Recent Intel CPUs have Turbo Boost: en.wikipedia.org/wiki/Intel_Turbo_Boost.
That would, at worst, mean that a truly absurd (if not malicious) task scheduler could try to arrange things so that Turbo Boost doesn't kick in -- and I'm not even sure it could actually be manipulated that way. In any case it would never amount to a a 6x performance difference. – Nicholas Knight Jul 13 '10 at 20:23 1 I agree.
Turbo Boost doesn't even come close to 6x. – DeadMG Jul 14 '10 at 20:03.
This will be depend on the number of threads the application spawns. If you spawn say four worker-threads doing heavy number-crunching, the app will be almost four times faster on a quad-core machine, depending on how much book-keeping and merging you must do.
CPU often have a limit to how much heat they can produce. This means a chip with less core can run at a high frequency which can result in a program running faster if it doesn't use the extra core effectively. Today the difference is between 4, 6 and 8 core, where more cores are individually slower.
I don't know of any single core systems which are faster than the fastest 4 core system.

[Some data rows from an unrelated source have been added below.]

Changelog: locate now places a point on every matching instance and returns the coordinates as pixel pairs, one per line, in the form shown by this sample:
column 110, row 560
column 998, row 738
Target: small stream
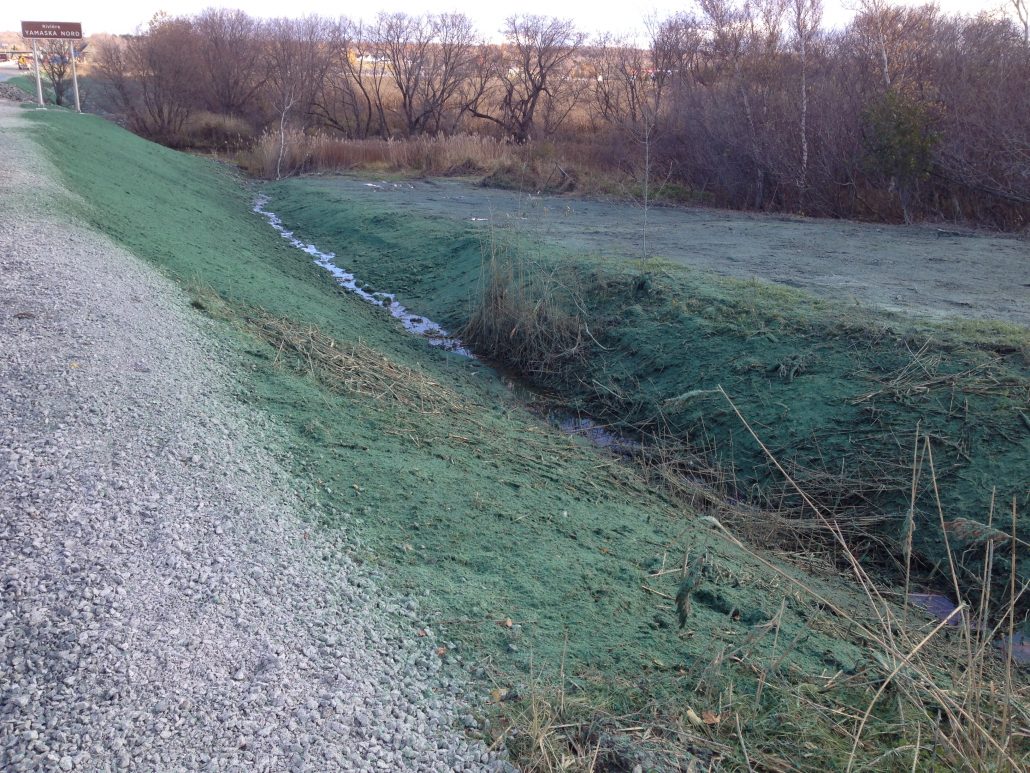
column 437, row 336
column 414, row 324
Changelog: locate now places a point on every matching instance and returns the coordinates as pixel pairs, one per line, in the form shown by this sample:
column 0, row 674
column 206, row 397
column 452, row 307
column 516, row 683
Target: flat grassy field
column 593, row 610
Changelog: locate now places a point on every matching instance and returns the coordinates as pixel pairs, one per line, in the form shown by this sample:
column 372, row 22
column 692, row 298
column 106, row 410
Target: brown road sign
column 53, row 30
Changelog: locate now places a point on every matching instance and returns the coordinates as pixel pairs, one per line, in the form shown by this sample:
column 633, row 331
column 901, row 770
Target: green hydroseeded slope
column 467, row 502
column 836, row 393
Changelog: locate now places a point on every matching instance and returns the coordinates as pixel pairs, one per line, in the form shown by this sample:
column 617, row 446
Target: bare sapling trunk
column 287, row 102
column 807, row 14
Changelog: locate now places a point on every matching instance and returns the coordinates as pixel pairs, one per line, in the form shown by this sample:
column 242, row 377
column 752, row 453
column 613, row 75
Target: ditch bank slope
column 607, row 626
column 880, row 416
column 165, row 604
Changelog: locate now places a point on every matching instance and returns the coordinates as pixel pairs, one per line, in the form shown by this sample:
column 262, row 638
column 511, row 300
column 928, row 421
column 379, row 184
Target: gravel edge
column 164, row 603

In the article the author made his server faster by allocating it to just a single CPU instead of 6 – IttayD Jul 14 '10 at 3:54 You are right that he is allocating all his processes to one core. If this works, he almost certainly has a tuning problem, though what it is is unclear. – Peter Lawrey Jul 14 '10 at 5:54.
I cant really gove you an answer,but what I can give you is a way to a solution, that is you have to find the anglde that you relate to or peaks your interest. A good paper is one that people get drawn into because it reaches them ln some way.As for me WW11 to me, I think of the holocaust and the effect it had on the survivors, their families and those who stood by and did nothing until it was too late.